It’s a promising year for the MTV Movie Awards for a couple of reasons. While the last few ceremonies have been seemingly rigged by Twihards, the recent change to the voting system could finally mean some new blood (resisting a Twilight joke) at the podium on June 3. Of course, it would still be nearly impossible to unseat Kristen Stewart, Rob Pattinson, or Taylor Lautner with this crowd if that franchise didn’t have a formidable successor.

Though The Hunger Games has very little in common with the weak-kneed vampire franchise in terms of substance, it stands to inherit its fan base. It will be worth tuning in just to see which one wins Best Movie since this category remains in control of the voting public, and it’s safe to assume that Harry Potter, The Help and Bridesmaids don’t have a shot. A Hunger Games loss would be something of a travesty — it’s clearly the sharper, smarter, fresher film — but it doesn’t have Pattinson, and even though both Stewart and Jennifer Lawrence are the legitimate anchors of their respective movies, it was obviously the male leads that drove the audience wild. (As happy as we are to see Drive so well represented this year, it’s unlikely this would be the case if the lead actor’s last name didn’t remind you of a tiny goose.)

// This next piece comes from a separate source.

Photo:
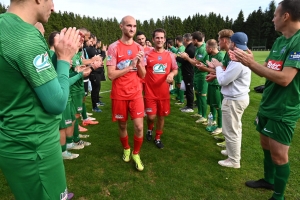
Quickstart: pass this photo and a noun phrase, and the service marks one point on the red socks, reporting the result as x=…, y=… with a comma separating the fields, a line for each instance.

Then again, if Breaking Dawn doesn’t sweep, The Hunger Games definitely will, and might continue to do so for the next few years, so it’s a relief to see some newer, unrelated categories. How Best Music wasn’t around before now is mind-boggling, but the addition obviously makes sense, and while neither Drive‘s “A Real Hero” (College feat. Electric Youth) nor Kid Cudi’s “The Pursuit of Happiness” (Project X) necessarily have a prayer with LMFAO’s “Party Rock Anthem” in the mix, those are exciting nominations.

And the addition of Best Gut-Wrenching Performance and Best Dirt Bag are exactly the kind of frivolous, irrelevant categories that MTV can and should be adding to a ceremony that doesn’t have to take itself seriously. It’s tempting to root for the cast of Bridesmaids for the former since Kristen Wiig, Maya Rudolph, Rose Byrne, Melissa McCarthy, Wendi McClendon-Covey and Ellie Kemper made such a great ensemble, but the bridal salon scene was one of the weaker parts of the movie. Either they or the stars of Harry Potter or The Help deserve Best Cast, but if anyone upsets the franchise domination, it would probably be Jonah Hill and Channing Tatum for 21 Jump Street, which was at least a lot funnier than it should have been. Finally, Best On-Screen Transformation must go to Rooney Mara (The Girl With the Dragon Tattoo) or Michelle Williams (My Week With Marilyn), because there wasn’t enough of them at the Oscars, and it’s one of the few categories where The Hunger Games might not be a lock.

Without the ballot-jacking, some of the wins could be genuinely surprising this year. Either way, the nominees are solid. We’ll be watching closely to catch Stewart and Pattinson sighing with relief (or, more likely, laughing inwardly) as they prepare to pass the torch to the newest targets of tween frenzy, although something tells us they’ll get at least one last chance to repeat their fake-kiss schtick.